Tuesday, August 21, 2007

Where There's Smoke

I was just reading an interesting article on Indian philosophy by James Carey, in The St. John's Review. He touched on an Indian system of logical disputation from the 2nd century B.C. It featured a 5 part syllogism.

Here's an example, simplified from Wikipedia.
  1. This hill is fiery
  2. Because it is smoky
  3. Whatever is smoky is fiery, as is a kitchen
  4. So is this hill
  5. Therefore this hill is fiery
The Aristotelian premises are in place, just reordered a bit, but what really jumps out is the presence of the example in the 3rd step.

Carey writes: "If the opponent cannot at this point name a counter example invalidating the major premise, the latter has to count as established and true."

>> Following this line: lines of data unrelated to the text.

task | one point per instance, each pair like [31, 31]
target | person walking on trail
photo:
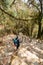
[16, 42]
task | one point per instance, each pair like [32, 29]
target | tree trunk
[39, 24]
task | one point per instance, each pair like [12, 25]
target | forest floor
[30, 51]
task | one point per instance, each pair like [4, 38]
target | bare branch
[14, 16]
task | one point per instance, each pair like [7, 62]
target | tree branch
[14, 16]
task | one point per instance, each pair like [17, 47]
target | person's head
[16, 37]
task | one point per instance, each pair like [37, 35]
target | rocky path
[30, 51]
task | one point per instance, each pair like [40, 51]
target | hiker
[16, 42]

It reminds me of Popper's view of science as a contest of conjecture and refutation. You put forth an idea, and see if anyone can disprove it.

Thus, a single example
Stands as inductively ample
Until and unless a counter is found
In which case the theory comes tumbling down.

2 comments:

Anonymous said...

Very interesting! This makes me wanna study proper Indian philosophy in some detail. Unfortunately, most of passes as "philosophy" in India--going by what I see in Indian bookstores--is the mystical, occult, astrological, or pop-Buddhist (Deepak Chopra) type nonsense.
When I say "nonsense", I don't mean it derisively, but in the sense that the material really makes no sense to me, and they are so far unconnected to normal and sensible ways of thinking.

John Enright said...

Yes, I see that same stuff when I visit Indian bookstores on Devon Ave. But there's some older stuff that can be quite interesting at times.